It had been a particularly cold February and Saul spent most of it in a drunken coma, rereading his
Beyond Good and Evil
, dressed in three layers with the bar fire on all day and night beside his bed. I sensed that his drunkenness was due to his suspicion over my affair with Dot. Certainly he’d become more averse to her presence, failing to even attempt to make a start on the text she’d asked him to do for the
Bug
show.

— Don’t bug me with your bugs. I’ve enough in my bed as it is! Go back from whence you came! Back to your
parents
! First-class airmail, to the bloody turret, to the menstrual hut you must go!

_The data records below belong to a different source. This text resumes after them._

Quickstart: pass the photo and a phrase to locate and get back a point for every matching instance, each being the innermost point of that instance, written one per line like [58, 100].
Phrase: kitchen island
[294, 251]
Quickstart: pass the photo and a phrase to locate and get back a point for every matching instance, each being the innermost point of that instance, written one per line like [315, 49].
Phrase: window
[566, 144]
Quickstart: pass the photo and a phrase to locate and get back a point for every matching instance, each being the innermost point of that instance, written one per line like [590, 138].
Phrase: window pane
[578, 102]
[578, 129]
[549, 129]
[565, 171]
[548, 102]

For days he had been seeding references to her parents into his every sentence, leading her to think that the plan for a visit was her own idea.

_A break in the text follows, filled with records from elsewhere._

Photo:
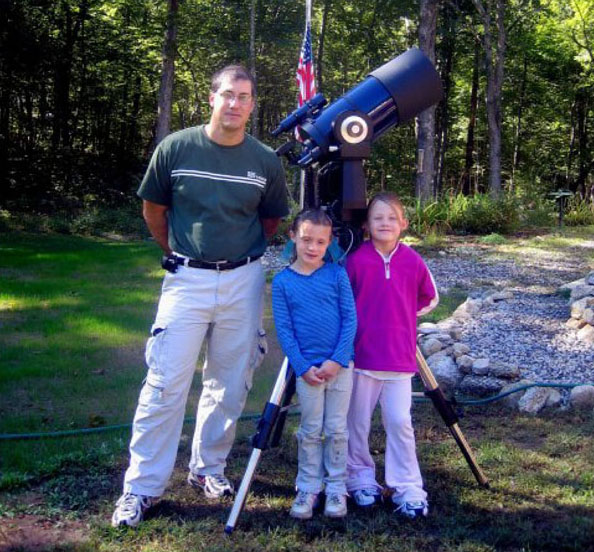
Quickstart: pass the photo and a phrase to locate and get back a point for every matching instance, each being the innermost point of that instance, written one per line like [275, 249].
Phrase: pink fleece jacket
[389, 295]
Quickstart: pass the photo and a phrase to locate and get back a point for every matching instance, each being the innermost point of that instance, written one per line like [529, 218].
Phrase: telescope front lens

— Fuck you, she shouted back. — If you ever met my father you’d be shitting yourself.

— Try me, he replied.

I could do nothing to stop it – the gauntlet had been thrown down and the showdown arranged. Dot paid for the taxi to St John’s Wood and said there would be lots of free booze because her mother was an alcoholic. She intended to blag or pinch another eight hundred from Dearest Daddy she said (Saul having pissed away all of the last amount Dot loaned him), but she seemed completely oblivious to Saul’s plan to dump her there and escape debt-free. Images of what would result if I refused to go flooded me: Saul would be alone with the father, whispering profanities like ‘Don’t you agree, we could do with another Falklands to keep the number of plebs down?’ He’d vomit on their chaise longue as they sat down to tea and cakes and accomplish his plan, with Dot being placed in care that very night. I was caught in the middle again, fearful of exposing his deception to her, but equally anxious of her finding out that Saul had been scheming in my ear behind her back. Why I had not stuck up for her and ceased doing his dirty work, I did not know. I decided to accompany them to defuse the situation.

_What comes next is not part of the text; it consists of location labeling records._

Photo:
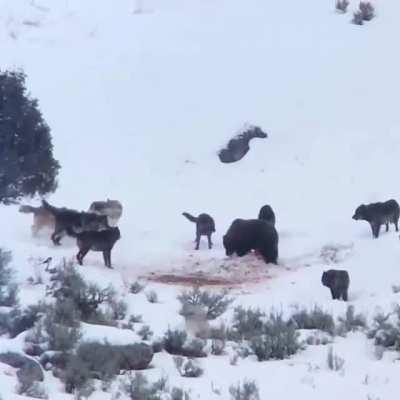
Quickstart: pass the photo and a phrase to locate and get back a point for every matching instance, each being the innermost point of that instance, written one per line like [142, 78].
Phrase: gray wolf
[205, 226]
[252, 234]
[69, 221]
[111, 208]
[378, 214]
[338, 282]
[267, 214]
[102, 241]
[42, 218]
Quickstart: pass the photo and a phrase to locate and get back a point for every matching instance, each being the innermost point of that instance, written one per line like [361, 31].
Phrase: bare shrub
[248, 390]
[217, 347]
[335, 363]
[136, 287]
[278, 340]
[358, 18]
[135, 318]
[367, 10]
[188, 368]
[385, 329]
[341, 5]
[145, 332]
[174, 341]
[152, 296]
[215, 304]
[8, 289]
[315, 318]
[35, 390]
[351, 321]
[246, 324]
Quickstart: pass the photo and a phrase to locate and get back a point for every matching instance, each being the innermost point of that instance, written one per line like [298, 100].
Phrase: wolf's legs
[209, 241]
[82, 253]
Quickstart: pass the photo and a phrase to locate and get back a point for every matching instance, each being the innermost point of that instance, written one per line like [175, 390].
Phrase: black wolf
[42, 218]
[238, 146]
[252, 234]
[205, 226]
[111, 208]
[96, 241]
[338, 281]
[69, 221]
[267, 214]
[378, 214]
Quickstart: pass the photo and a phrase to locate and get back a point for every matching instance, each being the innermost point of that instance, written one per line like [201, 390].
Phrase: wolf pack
[97, 230]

I’d done my best to dress smartly for the occasion wearing my pinched Oxfam suit and best pair of Docs. There was no polish so I shined my shoes with margarine. Saul had been playing Vivaldi’s
Four Seasons
in preparation and emerged wearing his SMOKE CRACK WORSHIP SATAN T-shirt. Dot on seeing this decided to outdo him and put on his COCKS SUCK T-shirt. A petty game of radical one-upmanship ensued, with Saul, quite unexpectedly, taking
the
opposite tack and selecting his stolen Armani, while Dot went for red torn fishnets and that thing she’d recently shoplifted that she called a skirt that I would have described more as a belt, Saul’s army boots and another layer of the mascara added to the accumulated remnants of the last week’s. Also in competition seemed to be the amount of alcohol they could consume before even setting foot outside. I sensed that seeing her well-heeled parents might be unsettling for her.

The taxi turned the corner onto a row of huge St John’s Wood mansion houses. While Dot paid and tipped the man we decanted and stood in the drive before the vast edifice. There were at least twelve windows with almost medieval-looking frames, and trees and flowers of every imaginable variety as if the place was a botanic gardens; the lawn was a long-abandoned tennis court and there were his and hers BMWs in the drive. An irrational fear of the wealthy overcame me. I registered something similar on Saul’s face.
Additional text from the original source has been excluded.